Multifunctional biopolymer-hydroxyapatite composite scaffolds for antibiotic delivery in osteomyelitis treatment and bone regeneration.

Abstract

High bone-localized concentrations of antimicrobial agents are necessary for the long-term effective treatment of chronic osteomyelitis, particularly in cases of severe infection and bone loss. This study addressed infection control and bone regeneration simultaneously using hydroxyapatite and natural biopolymers. Moxifloxacin hydrochloride was delivered via composite scaffolds produced from polyvinyl alcohol/gelatin and hydroxyapatite with potential applications in osteomyelitis treatment and bone tissue engineering. The composite scaffolds exhibited a well-defined porous architecture, characterised by macropores (≥100 µm) and micropores (≤20 µm), facilitating cellular infiltration and drug loading. Biomineralization and cell culture assays were used to evaluate the scaffold's bioactivity and biocompatibility. Analyses of mineralized scaffolds using Fourier-transform infrared spectroscopy and scanning electron microscopy revealed HA nucleation on the scaffold's surface after immersion in simulated bodily fluid for varied time points.

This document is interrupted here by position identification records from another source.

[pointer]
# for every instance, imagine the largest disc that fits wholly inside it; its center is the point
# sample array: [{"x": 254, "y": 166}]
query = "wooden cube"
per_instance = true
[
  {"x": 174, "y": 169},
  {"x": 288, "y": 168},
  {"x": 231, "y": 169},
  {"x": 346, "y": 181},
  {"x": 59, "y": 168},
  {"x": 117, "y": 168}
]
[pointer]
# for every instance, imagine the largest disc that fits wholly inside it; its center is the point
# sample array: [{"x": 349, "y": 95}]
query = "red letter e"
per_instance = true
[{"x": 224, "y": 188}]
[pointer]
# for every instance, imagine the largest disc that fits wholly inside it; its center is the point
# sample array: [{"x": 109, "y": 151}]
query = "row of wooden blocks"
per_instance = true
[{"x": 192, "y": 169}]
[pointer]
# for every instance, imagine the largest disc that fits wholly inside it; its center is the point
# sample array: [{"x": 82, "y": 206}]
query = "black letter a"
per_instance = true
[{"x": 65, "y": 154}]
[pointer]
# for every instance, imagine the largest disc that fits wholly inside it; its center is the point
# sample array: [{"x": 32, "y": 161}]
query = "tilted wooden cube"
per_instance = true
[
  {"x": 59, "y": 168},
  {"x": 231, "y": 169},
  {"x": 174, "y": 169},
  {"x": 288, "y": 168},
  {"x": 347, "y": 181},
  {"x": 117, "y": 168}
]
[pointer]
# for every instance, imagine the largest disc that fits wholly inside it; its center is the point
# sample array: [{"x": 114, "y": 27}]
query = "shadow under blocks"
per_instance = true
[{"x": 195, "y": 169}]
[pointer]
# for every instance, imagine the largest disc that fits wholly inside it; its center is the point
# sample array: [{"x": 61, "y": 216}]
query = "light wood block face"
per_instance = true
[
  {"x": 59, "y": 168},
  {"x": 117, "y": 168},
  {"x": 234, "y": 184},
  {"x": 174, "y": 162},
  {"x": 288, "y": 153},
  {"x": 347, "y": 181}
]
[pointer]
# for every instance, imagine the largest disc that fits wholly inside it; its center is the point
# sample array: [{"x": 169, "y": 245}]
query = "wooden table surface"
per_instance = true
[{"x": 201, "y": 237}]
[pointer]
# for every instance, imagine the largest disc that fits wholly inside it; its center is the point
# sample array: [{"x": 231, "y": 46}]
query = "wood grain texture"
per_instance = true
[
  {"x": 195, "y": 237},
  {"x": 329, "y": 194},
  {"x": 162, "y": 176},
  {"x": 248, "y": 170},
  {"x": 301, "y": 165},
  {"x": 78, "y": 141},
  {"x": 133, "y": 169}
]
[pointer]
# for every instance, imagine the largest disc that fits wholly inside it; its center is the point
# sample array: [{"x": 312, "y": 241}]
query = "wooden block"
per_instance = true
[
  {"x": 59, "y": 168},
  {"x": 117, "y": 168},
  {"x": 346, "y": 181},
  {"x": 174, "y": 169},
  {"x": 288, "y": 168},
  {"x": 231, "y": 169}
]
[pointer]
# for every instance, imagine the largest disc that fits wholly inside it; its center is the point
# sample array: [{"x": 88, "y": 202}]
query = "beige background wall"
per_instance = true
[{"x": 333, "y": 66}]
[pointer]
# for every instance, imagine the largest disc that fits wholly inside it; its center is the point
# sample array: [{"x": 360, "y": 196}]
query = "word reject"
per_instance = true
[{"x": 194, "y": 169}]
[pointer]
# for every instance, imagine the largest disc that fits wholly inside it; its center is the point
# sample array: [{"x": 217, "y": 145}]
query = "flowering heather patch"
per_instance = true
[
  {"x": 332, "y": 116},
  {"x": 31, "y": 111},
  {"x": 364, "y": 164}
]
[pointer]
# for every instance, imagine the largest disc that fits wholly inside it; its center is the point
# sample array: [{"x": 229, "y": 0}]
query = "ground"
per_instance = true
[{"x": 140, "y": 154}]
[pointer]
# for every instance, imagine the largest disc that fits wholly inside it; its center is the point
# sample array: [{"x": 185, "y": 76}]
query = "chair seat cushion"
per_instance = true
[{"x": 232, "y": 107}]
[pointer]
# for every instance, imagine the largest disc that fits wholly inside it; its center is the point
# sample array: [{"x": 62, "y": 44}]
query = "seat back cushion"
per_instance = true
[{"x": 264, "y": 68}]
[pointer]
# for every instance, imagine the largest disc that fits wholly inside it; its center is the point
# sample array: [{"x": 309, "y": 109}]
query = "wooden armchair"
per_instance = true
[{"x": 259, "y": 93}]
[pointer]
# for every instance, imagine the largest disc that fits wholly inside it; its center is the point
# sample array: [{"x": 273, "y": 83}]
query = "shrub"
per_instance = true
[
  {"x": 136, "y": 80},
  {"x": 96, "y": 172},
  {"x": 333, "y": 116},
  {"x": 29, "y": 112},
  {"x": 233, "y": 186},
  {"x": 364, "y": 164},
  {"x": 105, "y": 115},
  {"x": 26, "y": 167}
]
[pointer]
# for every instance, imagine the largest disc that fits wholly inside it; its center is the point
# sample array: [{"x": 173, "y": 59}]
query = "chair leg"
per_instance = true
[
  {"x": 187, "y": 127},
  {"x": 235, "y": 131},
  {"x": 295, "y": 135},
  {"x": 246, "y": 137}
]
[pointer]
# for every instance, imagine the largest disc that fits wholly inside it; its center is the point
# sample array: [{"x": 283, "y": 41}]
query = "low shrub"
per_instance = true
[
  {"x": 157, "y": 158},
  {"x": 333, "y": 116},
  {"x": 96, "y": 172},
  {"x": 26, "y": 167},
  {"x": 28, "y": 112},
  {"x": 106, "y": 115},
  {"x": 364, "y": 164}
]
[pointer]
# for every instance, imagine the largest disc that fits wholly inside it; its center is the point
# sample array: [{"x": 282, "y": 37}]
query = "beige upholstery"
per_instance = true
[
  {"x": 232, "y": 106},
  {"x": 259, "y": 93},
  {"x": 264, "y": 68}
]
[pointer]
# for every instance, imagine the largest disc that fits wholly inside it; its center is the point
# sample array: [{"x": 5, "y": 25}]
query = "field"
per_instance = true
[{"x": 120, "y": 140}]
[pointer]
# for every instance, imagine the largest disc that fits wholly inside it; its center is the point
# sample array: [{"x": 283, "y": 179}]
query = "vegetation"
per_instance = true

Protein adsorption and haemolysis tests were conducted to confirm the blood compatibility of scaffolds. Cell culture studies using human mesenchymal stem cells indicated non-cytotoxicity and robust cell adhesion. These findings suggest the potential suitability of these scaffolds for future clinical applications in the treatment of chronic osteomyelitis and bone regeneration.